We see that this is a nested JSON file by looking at the first few columns. The “owner” column consists of a dataframe.

We want a flat dataframe. Luckily for us, jsonlite comes with a function to flatten dataframes.

data1 <- jsonlite::flatten(data1)

We can now filter the columns to folder names, date of last update and folder url.

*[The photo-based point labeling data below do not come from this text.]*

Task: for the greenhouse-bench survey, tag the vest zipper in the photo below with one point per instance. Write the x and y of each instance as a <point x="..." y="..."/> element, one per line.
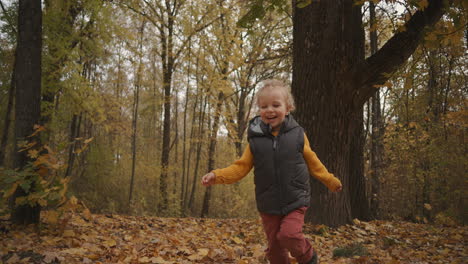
<point x="277" y="173"/>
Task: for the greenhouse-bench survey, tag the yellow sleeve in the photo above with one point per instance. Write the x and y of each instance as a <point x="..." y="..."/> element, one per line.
<point x="317" y="169"/>
<point x="236" y="171"/>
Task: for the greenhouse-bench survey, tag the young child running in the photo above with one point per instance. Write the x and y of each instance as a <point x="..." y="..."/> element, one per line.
<point x="283" y="161"/>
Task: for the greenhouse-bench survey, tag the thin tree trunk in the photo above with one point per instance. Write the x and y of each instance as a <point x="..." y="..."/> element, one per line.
<point x="74" y="133"/>
<point x="211" y="152"/>
<point x="136" y="101"/>
<point x="184" y="144"/>
<point x="377" y="130"/>
<point x="358" y="195"/>
<point x="28" y="97"/>
<point x="201" y="131"/>
<point x="6" y="127"/>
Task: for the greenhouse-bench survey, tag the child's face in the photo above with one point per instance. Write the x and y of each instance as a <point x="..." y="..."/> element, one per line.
<point x="273" y="108"/>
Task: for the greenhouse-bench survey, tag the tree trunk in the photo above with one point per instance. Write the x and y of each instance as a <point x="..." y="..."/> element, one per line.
<point x="332" y="80"/>
<point x="328" y="38"/>
<point x="358" y="192"/>
<point x="6" y="127"/>
<point x="74" y="133"/>
<point x="201" y="131"/>
<point x="168" y="60"/>
<point x="377" y="130"/>
<point x="211" y="152"/>
<point x="28" y="95"/>
<point x="136" y="101"/>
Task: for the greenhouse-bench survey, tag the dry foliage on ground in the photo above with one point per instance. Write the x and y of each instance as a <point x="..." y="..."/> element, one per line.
<point x="89" y="238"/>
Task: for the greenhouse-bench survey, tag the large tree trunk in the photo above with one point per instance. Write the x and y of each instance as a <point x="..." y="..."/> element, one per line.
<point x="332" y="80"/>
<point x="328" y="38"/>
<point x="28" y="95"/>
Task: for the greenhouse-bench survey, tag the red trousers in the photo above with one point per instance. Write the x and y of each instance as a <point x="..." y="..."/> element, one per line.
<point x="284" y="233"/>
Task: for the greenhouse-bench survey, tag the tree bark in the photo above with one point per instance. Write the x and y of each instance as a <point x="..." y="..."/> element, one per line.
<point x="9" y="109"/>
<point x="377" y="130"/>
<point x="136" y="101"/>
<point x="211" y="152"/>
<point x="332" y="80"/>
<point x="358" y="192"/>
<point x="28" y="96"/>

We can see what he’s been working on lately.

data1 %>% 
  select(name, updated_at, git_url) %>%
  arrange(desc(updated_at)) %>%
  head(5) %>% 
  kable() %>%
  kable_styling
name updated_at git_url
assertthat 2019-12-12T09:55:44Z git://github.com/hadley/assertthat.git
adv-r 2019-12-11T10:22:52Z git://github.com/hadley/adv-r.git
data-baby-names 2019-12-02T23:06:51Z git://github.com/hadley/data-baby-names.git
babynames 2019-11-21T12:15:46Z git://github.com/hadley/babynames.git
beautiful-data 2019-11-06T20:02:39Z git://github.com/hadley/beautiful-data.git

There we go, apis and json files making our life easier!